I had been shopping for about 6 months for my trouseau. In those days I went to Plague Tahiti and Knit Wit! HA!
The outfit I choose for tonight was tight Capri pants and an over sized shirt with new sandals. I made sure my nail extensions matched the clothes I would wear in the next couple of days: beige with a sparkle. (How old am I????). Those extensions were bitten off on the beach two days later.
All the other items were carefully folded and packed into new luggage I received at my bridal shower. A Norma Kamali black stretch velvet bathing suit that I never wore after my honeymoon because I thought it was too revealing (meanwhile it was a one piece with a very low plunging neckline)(that was the only revealing thing about it), and, I had nothing to reveal back then being only 90 pounds), a pink dress that I wore for years, very long skirts with big over sized shirts, and shoes, shoes, shoes.
I checked on my make up and something old, something new, something borrowed and something blue. I held my lace itchy nightgown up to me in the mirror all day long. It had a matching bathrobe and slippers. The thing was so itchy it was not wearable. I had it until about 2 years ago..hanging like a skeleton in my dressing room.

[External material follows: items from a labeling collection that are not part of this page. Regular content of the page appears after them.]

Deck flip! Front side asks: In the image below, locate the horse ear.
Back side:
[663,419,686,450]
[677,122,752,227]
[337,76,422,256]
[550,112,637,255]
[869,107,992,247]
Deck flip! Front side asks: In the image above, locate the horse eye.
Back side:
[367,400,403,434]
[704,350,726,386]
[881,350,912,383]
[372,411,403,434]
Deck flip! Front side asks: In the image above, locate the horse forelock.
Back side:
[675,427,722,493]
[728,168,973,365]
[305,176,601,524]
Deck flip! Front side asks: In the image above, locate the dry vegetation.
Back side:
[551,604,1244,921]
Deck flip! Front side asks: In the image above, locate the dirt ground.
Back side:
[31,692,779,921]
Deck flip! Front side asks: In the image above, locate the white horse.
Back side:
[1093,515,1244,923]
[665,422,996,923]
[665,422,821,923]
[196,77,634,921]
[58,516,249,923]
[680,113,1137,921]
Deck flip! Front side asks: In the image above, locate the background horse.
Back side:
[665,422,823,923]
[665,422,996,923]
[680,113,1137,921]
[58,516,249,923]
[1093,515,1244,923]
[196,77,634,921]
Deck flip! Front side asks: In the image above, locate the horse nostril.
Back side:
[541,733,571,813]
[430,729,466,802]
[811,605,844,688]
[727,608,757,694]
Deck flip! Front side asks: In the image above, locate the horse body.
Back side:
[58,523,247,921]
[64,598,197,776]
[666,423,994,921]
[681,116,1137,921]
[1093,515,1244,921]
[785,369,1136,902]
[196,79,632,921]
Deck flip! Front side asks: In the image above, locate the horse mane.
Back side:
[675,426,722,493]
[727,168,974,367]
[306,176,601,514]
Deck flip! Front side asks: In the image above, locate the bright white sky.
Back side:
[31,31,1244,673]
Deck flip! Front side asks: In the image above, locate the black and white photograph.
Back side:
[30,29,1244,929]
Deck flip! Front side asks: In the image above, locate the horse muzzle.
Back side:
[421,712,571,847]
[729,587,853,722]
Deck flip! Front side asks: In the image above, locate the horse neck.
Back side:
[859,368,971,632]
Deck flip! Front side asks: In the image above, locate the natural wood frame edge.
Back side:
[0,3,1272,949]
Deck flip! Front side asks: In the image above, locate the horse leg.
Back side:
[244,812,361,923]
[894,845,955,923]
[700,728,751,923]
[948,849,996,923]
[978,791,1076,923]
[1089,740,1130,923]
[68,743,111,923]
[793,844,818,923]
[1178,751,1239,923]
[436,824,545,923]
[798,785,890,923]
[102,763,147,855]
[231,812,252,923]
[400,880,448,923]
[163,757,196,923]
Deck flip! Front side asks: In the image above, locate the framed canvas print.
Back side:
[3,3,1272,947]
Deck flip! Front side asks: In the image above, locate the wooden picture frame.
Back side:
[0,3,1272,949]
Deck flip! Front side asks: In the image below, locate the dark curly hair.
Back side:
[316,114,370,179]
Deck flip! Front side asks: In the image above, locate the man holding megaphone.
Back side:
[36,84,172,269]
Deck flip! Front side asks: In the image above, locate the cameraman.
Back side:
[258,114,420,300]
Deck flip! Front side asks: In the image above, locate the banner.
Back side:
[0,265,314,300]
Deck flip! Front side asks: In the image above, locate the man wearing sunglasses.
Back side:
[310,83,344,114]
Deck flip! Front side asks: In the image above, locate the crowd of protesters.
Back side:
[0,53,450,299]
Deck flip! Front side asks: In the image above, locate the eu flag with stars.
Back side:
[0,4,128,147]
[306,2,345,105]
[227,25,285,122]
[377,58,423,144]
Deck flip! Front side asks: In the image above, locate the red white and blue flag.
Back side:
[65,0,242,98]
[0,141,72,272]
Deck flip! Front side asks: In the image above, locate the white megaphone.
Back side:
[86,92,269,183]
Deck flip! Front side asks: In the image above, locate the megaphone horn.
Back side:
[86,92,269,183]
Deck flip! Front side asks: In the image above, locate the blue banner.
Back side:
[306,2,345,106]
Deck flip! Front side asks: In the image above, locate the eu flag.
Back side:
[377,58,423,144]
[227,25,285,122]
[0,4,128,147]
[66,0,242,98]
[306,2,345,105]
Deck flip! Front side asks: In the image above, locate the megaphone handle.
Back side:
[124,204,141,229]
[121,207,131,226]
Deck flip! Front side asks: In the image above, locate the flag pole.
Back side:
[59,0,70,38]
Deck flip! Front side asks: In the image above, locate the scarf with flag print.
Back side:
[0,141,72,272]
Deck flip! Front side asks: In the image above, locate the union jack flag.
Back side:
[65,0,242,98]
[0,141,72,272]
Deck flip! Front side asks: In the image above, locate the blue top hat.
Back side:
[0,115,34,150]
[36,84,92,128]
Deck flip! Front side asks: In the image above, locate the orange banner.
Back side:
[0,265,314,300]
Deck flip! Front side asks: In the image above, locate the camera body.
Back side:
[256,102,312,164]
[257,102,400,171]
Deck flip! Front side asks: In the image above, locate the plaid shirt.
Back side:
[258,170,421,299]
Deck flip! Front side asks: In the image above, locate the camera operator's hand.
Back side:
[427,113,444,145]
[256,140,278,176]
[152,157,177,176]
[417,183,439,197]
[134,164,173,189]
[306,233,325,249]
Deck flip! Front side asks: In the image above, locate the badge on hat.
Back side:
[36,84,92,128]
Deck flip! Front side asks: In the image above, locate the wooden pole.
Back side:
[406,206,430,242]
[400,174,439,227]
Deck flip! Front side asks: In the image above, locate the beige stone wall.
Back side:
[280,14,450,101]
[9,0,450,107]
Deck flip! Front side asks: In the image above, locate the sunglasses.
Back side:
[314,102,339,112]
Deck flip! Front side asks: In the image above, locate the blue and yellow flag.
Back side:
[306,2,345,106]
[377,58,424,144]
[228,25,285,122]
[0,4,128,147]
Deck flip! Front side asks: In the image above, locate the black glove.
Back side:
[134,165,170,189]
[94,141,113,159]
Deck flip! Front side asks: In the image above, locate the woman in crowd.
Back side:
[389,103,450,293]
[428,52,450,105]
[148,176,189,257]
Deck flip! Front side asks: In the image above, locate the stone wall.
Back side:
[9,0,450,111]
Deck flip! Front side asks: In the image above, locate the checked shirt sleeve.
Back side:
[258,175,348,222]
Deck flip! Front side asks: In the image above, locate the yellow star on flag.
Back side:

My mom had teary eyes all day.
I knew my fiance's mom was a bundle of nerves. She was about 4 sizes smaller than when her daughter got married about 6 years earlier.
This was all supposed to be a surprise but I knew all about it. Why else would we have champagne in the house, and a case of soda and little sandwiches and cookie trays. My mom's house sparkled. Some things were new, everything was clean and shiny. I pretended not to know. I was ecstatic. I truly felt like this was the start of "happier ever after". The only thing on my mind was my soon to be husband, my parents, my sister and brother and other family and my friends. The day went by at a snails pace.
The sun was setting. Our small street was blocked on both ends and the neighbors started to gather around. I keep my eyes but not my heart busy on something else. I was really shaking. And then, like magic, real live music was right on my sidewalk next to my step. I came out with a surprised look on my face. My fiance and his friends Pete and Ernie were there singing "My girl". "I got sunshine on a cloudy day"......they were a bit off key but the song was beautiful and every single time I hear it I think of that moment.
My dad was happy and friendly.
My mom was chatty and excited.
Everyone was there even my wonderful grandmothers and grandfather, all of my aunts, my mom's cousins, my cousins, my sister and brother and some of their friends, my wedding party, all of the neighbors who knew me from a small child, my future mother in law who danced with her son in the middle of Hicks Street as if on a cloud, his cousin Michael, Marianna and Frankie, Aunt Theresa, Cousin Theresa. Many of these people are dead now. Dead! Not here! Yet they feel like they are somewhere..somewhere around, hiding, put away somewhere but not really gone. They can't be gone. We had so much fun and everyone was smiling and dancing and eating and drinking and some were worrying and already missing what would end and some were nervous about what would start.
Italians have this habit of making extra work and dinners and parties out of everything. We can't just have a wedding, we have to have a serenade the night before, we can't just have Christmas we have to have a big Christmas Eve celebration too..and this goes on for just about everything.
I have learned to love the precelebrations more than the celebrations. Don't get me wrong, my wedding day was great but it was not as much fun as the serende. Then, seemingly suddenly, it was all over. I felt as if it all ended too soon. Like many other things. I wanted to keep all of those people with me forever and never change a thing. I can't even watch the video of it (but I am so glad I have it) because I cry from missing them all so much.
A few days later, we were on our honeymoon, homesick, missing everyone.
But then again, if nothing changed I wouldn't have my four precious kids or the stacked years of a happy marriage, or new friends or memories to cherish or my dog!
Serenade's remind me of Romeo and Juliet. I know they are fiction.
This is real.
Webster's dictionary: Serenade: music played or sung at night, esp by a lover under his sweetheart's window.